These lecture notes were not written as a course handout, but as a resource for lectures. Therefore, references and comments will not always be complete.

Usability Testing and Prototyping

Alongside task analysis, user testing is the most common form of human factors activity.

There are many approaches and issues in user testing. In this lecture I'll outline some of the available approaches, some of the issues and then propose a method that is simple, relatively cheap and effective.

Why use user-testing?

To demonstrate a weakness or strength of a design feature during the design process;
To evaluate the adequacy of an overall design, or of particular design features;
Because guidelines and principles do not always apply;
Because guidelines and principles (and even task analysis) are not always persuasive (true, but sad, really);
Because designers require feedback; and
Because all people (including designers) make mistakes (i.e. user-testing can be used as a type of proof-reading).

Prerequisites of User testing

A necessary first step in user-testing is to develop a set of task scenarios that capture the critical characteristics of the tasks likely to be performed with the system. These scenarios are usually descriptions of real-world tasks that a user can be expected to understand, but the scenario doesn't describe how it is done in this system.

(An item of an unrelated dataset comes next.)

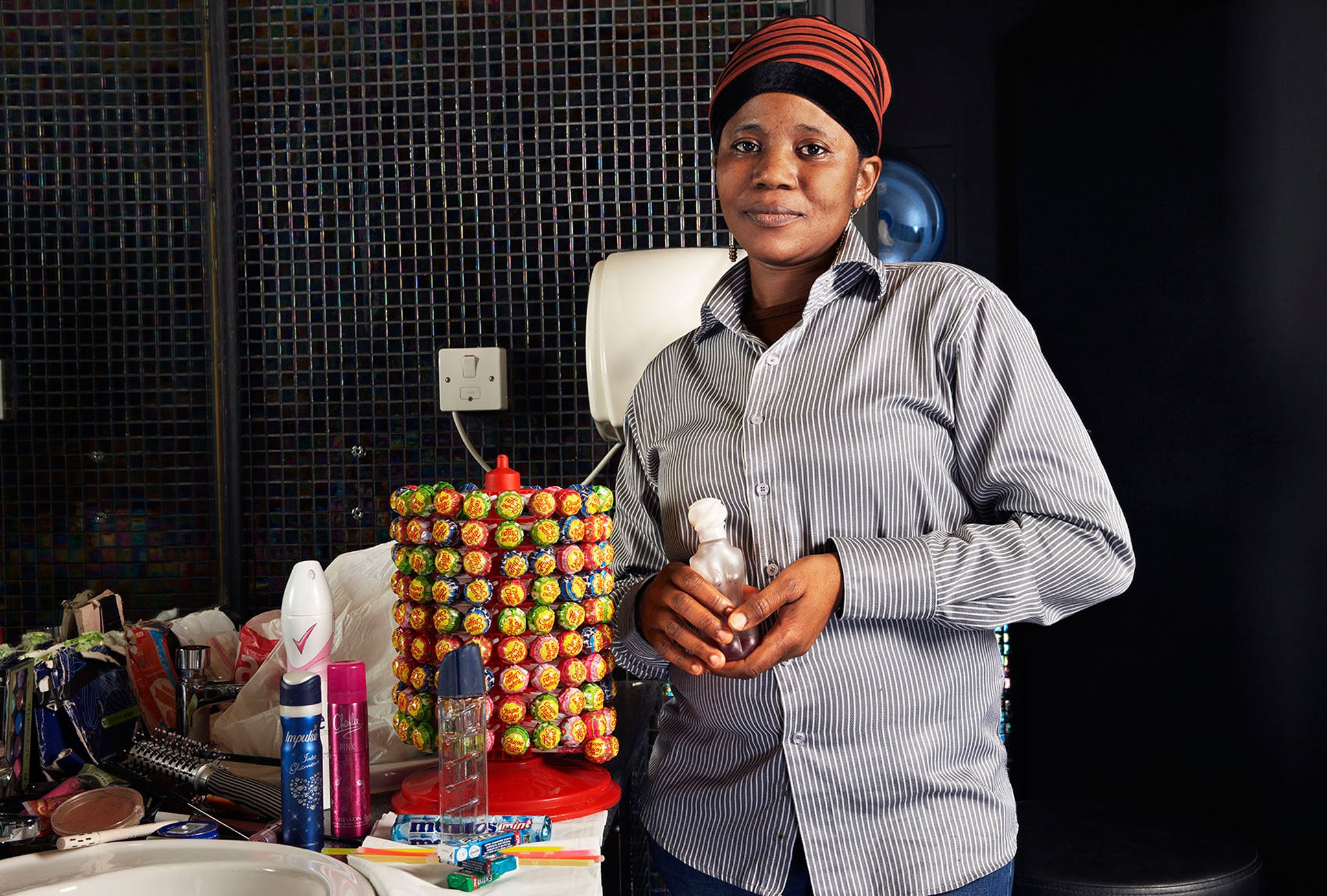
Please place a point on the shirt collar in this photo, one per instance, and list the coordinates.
(856, 273)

For example, consider the following:

You are a system administrator for a software system that schedules and allocates resources such as company cars, meeting rooms, etc. Unfortunately one of the meeting rooms has been unexpectedly set to be refurbished, which will take two months beginning in July. Your task is to notify those people who have booked the room for July and August and to provide alternative resources.

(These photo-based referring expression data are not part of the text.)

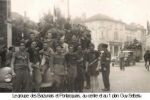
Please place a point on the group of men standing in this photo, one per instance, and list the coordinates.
(71, 64)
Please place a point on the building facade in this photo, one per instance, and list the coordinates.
(113, 32)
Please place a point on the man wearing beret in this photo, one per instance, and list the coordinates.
(105, 65)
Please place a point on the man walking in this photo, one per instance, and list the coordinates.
(121, 60)
(105, 65)
(147, 59)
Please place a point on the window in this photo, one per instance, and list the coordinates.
(116, 36)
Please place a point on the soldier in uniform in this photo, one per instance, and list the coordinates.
(21, 70)
(91, 67)
(79, 83)
(105, 65)
(46, 59)
(71, 58)
(59, 69)
(35, 63)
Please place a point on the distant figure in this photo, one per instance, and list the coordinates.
(21, 70)
(121, 60)
(9, 54)
(105, 66)
(147, 59)
(91, 68)
(3, 52)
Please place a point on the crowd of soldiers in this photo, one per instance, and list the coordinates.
(72, 64)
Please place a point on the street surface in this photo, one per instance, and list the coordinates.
(133, 79)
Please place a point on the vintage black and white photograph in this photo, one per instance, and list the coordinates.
(75, 46)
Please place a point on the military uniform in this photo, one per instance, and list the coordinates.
(22, 80)
(105, 65)
(71, 59)
(46, 62)
(35, 60)
(92, 59)
(59, 70)
(79, 82)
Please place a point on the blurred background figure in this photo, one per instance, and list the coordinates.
(147, 59)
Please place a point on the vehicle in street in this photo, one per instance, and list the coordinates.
(129, 58)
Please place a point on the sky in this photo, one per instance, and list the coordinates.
(136, 11)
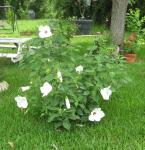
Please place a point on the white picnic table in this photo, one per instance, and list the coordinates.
(16, 43)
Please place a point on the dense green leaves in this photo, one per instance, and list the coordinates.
(98, 66)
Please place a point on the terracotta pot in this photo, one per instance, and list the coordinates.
(130, 58)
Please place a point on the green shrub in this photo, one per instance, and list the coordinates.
(74, 81)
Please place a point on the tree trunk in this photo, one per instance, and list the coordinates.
(119, 8)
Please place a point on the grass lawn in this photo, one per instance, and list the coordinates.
(123, 127)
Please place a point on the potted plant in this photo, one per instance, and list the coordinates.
(83, 23)
(130, 48)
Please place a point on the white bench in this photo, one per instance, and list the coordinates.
(14, 43)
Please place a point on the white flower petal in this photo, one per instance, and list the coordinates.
(21, 102)
(96, 115)
(44, 32)
(46, 89)
(106, 93)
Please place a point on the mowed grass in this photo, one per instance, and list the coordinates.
(123, 127)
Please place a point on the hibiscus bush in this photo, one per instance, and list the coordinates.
(66, 84)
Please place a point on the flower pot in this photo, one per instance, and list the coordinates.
(130, 58)
(84, 26)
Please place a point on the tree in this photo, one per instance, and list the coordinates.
(119, 8)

Such a scenario contains a goal, information about that goal and information about the context -- but it does not contain instructions about how to use the system.

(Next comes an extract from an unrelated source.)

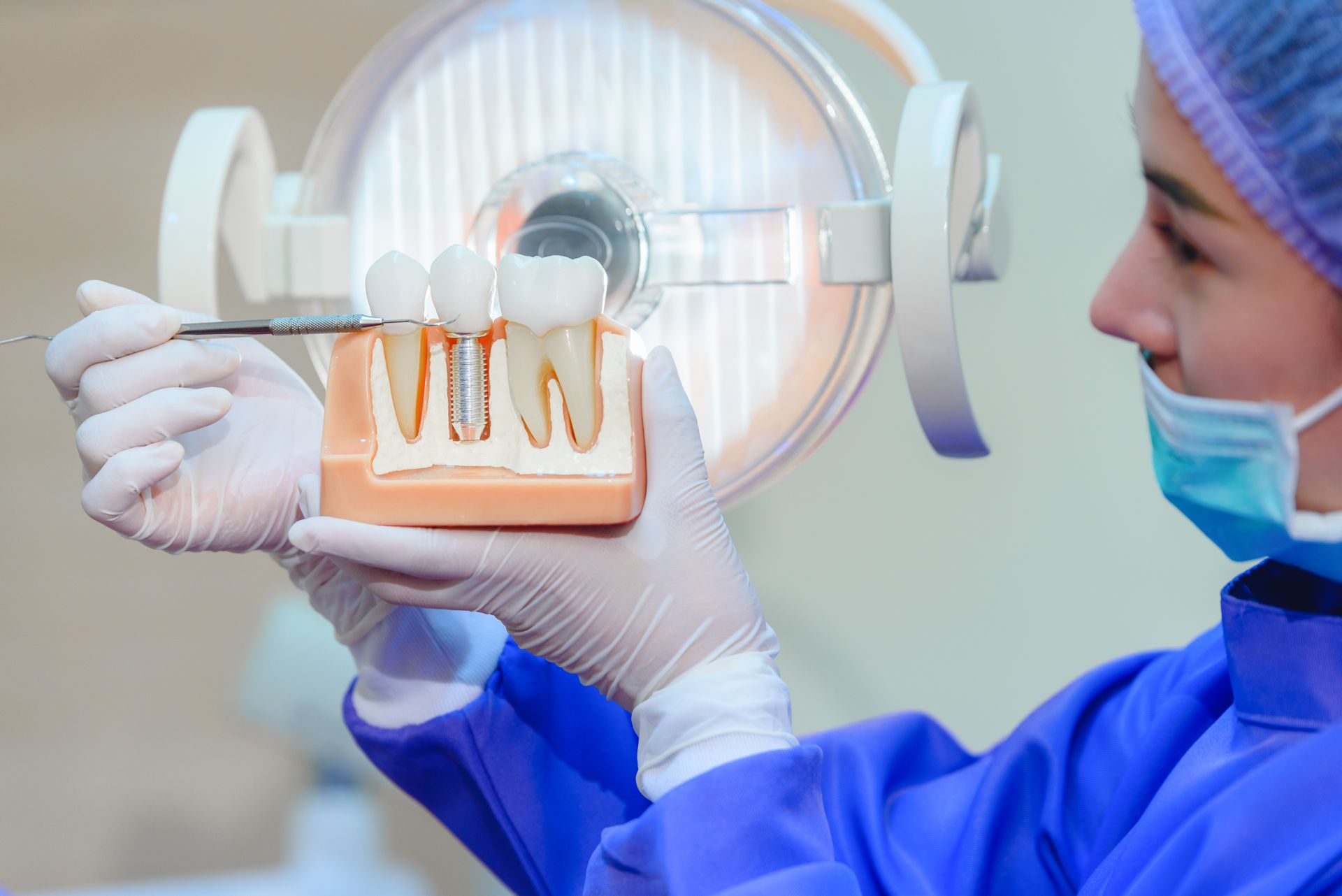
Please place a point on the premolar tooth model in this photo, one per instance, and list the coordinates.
(551, 306)
(463, 290)
(396, 286)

Scenarios can be devised that typify everyday usage, or that typify critical (but unusual) incidents. Or both.

Approaches to User Testing

Formative & Summative Evaluation

Formative evaluation occurs in order to help designers refine and form their designs. The focus of formative evaluation is to identify problems and potential solutions. In this type of evaluation the desired result is not an overall (summary) usability score, but pointers to problems, maybe with indications as to the problem's frequency of occurrence -- to help the designer know which problems to concentrate on.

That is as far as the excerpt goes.